The regulations and literature surrounding medical device development are packed with acronyms and technical terms assuming a shared understanding of key industry requirements and processes.
With so many governmental, certification and regulatory bodies overseeing the safe design, production and marketing of these products around the world, the use of abbreviations and technical terms can proliferate. These often overlap with each other and can describe different as well as similar or even identical processes and concepts.
Because of this, as you read around the subject and have discussions with professionals from various organisations it can be hard to keep track of the meaning and relevance of all the terminology and acronyms currently in use.
Beyond the med tech acronyms - what do they all mean?
So, with this in mind - here is an A- Z of some of the most common and more obscure technical terms and abbreviations (together with their definitions) that med-tech device developers can encounter in the literature and their dealings with regulators and collaborators across the globe.
A Glossary of terms for Medical Device Developers
BOM - Bill Of Material
List of raw materials, components and subassemblies that make a product.
CA - Competent Authority
Each member state in the European Economic Area has appointed a competent authority to perform certain functions required by Directive (2001/20/EC). The MHRA is the UK’s licensing authority and is the competent authority in the UK.
CA - Conformity Assessment
In the EU conformity with required regulatory standards can be self-assessed or carried out by a Notified Body, depending on the classification of the device in question. Conformity Assessment must be successfully carried out before a CE marking can be awarded and a product sold in the EU.
CAPA - Corrective Action Preventive Action
CAPA requirements are the regulatory demands ensuring a developer has clearly documented procedures for correcting and preventing existing and future nonconformities in their products, processes and quality management systems.
CE marking - European Conformity Marking
A CE marking (abbreviated from the French - ‘Conformité Européenne’) is a certification mark that indicates conformity with medical device standards for products sold within the European Economic Area. You cannot legally sell a device in the EU without this marking.
Design dossier
A term used in the European MDD (Medical Device Directive) but which does not appear in the new EU MDR (Medical Device Regulation) which comes into force in 2020. It should be noted that the term ‘design dossier’ has now been replaced by the term ‘technical documentation’ in the EU MDR.
DFM - Design For Manufacture
The process of designing a product with ease of manufacturing in mind, often with an end goal of making a better product at a lower cost.
DHF - Design History File
A design history file is a repository for all records that demonstrate how your medical device was developed in accordance with an approved design plan. ISO 13485 and the FDA require developers to maintain a DHF for each type of device in their portfolio.

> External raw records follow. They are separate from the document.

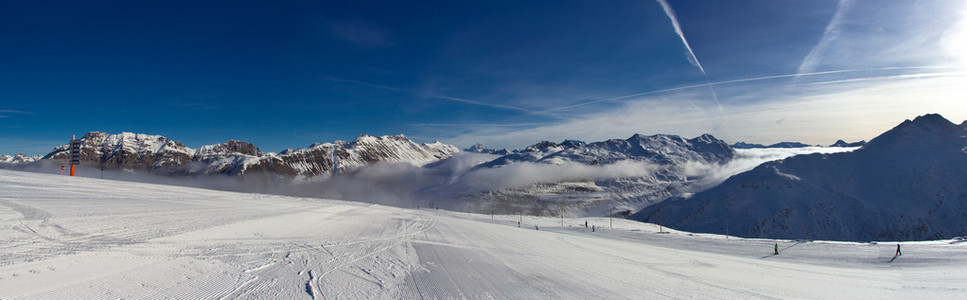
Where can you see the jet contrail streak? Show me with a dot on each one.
(743, 80)
(830, 34)
(691, 54)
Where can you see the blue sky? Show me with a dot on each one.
(501, 73)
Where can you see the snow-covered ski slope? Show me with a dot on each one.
(63, 237)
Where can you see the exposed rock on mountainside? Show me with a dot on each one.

DHR - Device History Record
A combination of records containing the entire production history of a finished medical device.
DMR - Device Master Record
A Device Master Record is a compilation of all the instructions, drawings, documented specifications, labelling and packaging requirements that must be used to produce your medical device. It is the definitive instruction manual for the safe and effective production of your device.
DoE - Design of Experiment
A systematic method to determine the relationship between factors affecting a process and the output of the process (cause and effect relationship).
EO - Economic Operators
‘Economic Operators’ are the entities who share responsibility for the compliance of medical products in the supply chain. They are defined in Article 2 of the MDR and IVDR as the manufacturers, importers, distributors and their ‘authorised representatives’ who create, market and deliver products across the EU.
DP - Detail Part (drawing)
A drawing containing sufficient information to allow effective production of a part.
DQ - Design Qualification
Documented verification that the proposed design of the device is suitable for the intended purpose.
EDS - Engineering Design Specification
A document detailing the requirements that must be met in order for the product to meet the User Requirement Specification
EU IVDR - In Vitro Device Regulation
The EU Medical Device Regulation 2017/746 which governs the development of all In Vitro medical devices for sale in the European Economic Area. The EU IVDR comes into force in 2022.
EU MDR - Medical Device Regulation
The EU Medical Device Regulation 2017/745 governs the development of general medical devices for sale in the European Economic Area. In light of the Covid-19 pandemic the date this will come into effect has been postponed by one year, until 26th May 2021.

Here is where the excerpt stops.